[excerpts] Trump's Speech vs Kennedy and Obama's
[excerpts] Trump's Inauguration Speech vs Kennedy and Obama's
January 2017
Having listened to Trump’s inauguration address the other day, and being reassured by the folks at Fortune media to only watch his actions and ignore his words- it’s interesting to take a look at some of the speeches made by other public servants. I’d like to think that there is still some deeper virtue that motivates our politicians beyond just material welfare.
“Even if we act to erase material poverty, there is another greater task.

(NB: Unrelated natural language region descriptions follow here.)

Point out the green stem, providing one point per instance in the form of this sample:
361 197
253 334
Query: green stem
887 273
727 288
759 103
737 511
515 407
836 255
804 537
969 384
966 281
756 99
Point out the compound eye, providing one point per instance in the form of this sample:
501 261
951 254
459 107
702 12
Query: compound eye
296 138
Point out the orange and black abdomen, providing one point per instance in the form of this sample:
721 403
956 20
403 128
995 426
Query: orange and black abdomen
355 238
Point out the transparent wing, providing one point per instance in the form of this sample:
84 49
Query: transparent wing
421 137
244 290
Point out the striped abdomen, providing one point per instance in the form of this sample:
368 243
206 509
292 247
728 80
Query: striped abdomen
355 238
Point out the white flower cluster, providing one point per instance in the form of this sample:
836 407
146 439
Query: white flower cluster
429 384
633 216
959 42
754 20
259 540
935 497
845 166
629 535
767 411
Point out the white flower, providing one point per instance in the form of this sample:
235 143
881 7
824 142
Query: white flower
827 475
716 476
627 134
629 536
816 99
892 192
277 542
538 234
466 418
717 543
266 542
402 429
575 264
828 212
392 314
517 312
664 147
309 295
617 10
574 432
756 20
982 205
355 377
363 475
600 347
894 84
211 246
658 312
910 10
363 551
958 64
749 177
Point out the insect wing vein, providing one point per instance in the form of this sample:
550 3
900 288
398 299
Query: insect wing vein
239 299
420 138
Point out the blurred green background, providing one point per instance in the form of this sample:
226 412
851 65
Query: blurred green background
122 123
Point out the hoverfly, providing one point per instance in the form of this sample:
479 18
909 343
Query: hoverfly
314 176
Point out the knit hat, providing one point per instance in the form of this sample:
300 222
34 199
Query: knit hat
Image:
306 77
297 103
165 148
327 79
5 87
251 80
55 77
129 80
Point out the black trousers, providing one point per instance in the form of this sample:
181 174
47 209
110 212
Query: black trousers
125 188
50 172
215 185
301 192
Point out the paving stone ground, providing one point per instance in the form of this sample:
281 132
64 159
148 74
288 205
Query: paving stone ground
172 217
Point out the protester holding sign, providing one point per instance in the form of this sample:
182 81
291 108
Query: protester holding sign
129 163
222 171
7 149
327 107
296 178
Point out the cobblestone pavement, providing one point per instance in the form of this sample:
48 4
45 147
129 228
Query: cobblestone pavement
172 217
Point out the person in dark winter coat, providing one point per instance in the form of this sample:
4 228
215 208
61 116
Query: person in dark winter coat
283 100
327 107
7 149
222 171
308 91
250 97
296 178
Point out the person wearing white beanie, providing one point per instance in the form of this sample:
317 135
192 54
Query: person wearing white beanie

It is to confront the poverty of satisfaction…that afflicts us all.” Americans have given themselves over to “the mere accumulation of things.”

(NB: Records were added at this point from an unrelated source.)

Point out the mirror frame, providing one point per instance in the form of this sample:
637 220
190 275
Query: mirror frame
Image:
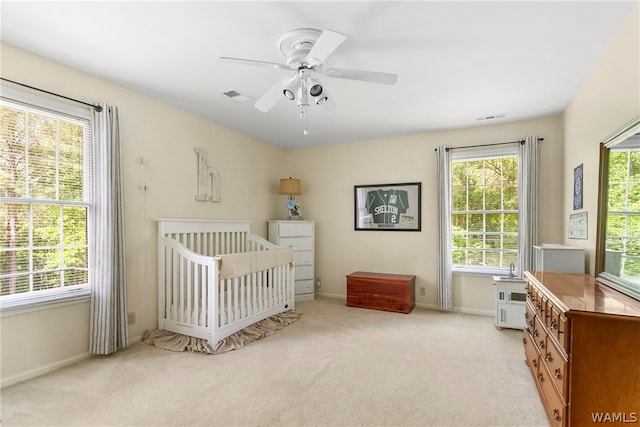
617 137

“Our Gross National Product, now, is over $800 billion dollars a year, but that Gross National Product - if we judge the United States of America by that - that Gross National Product counts air pollution and cigarette advertising, and ambulances to clear our highways of carnage. It counts special locks for our doors and the jails for the people who break them. It counts the destruction of the redwood and the loss of our natural wonder in chaotic sprawl. It counts napalm and counts nuclear warheads and armored cars for the police to fight the riots in our cities. It counts Whitman’s rifle and Speck’s knife, and the television programs which glorify violence in order to sell toys to our children. Yet the gross national product does not allow for the health of our children, the quality of their education or the joy of their play. It does not include the beauty of our poetry or the strength of our marriages, the intelligence of our public debate or the integrity of our public officials. It measures neither our wit nor our courage, neither our wisdom nor our learning, neither our compassion nor our devotion to our country, it measures everything in short, except that which makes life worthwhile. And it can tell us everything about America except why we are proud that we are Americans.”
Robert F. Kennedy
University of Kansas
March 18, 1968
“Each day, it seems, thousands of Americans are going about their daily rounds - dropping off the kids at school, driving to the office, flying to a business meeting, shopping at the mall, trying to stay on their diets - and they’re coming to the realization that something is missing. They are deciding that their work, their possessions, their diversions, their sheer busyness, is not enough.They want a sense of purpose, a narrative arc to their lives. They’re looking to relieve a chronic loneliness, a feeling supported by a recent study that shows Americans have fewer close friends and confidants than ever before. And so they need an assurance that somebody out there cares about them, is listening to them - that they are not just destined to travel down that long highway towards nothingness.”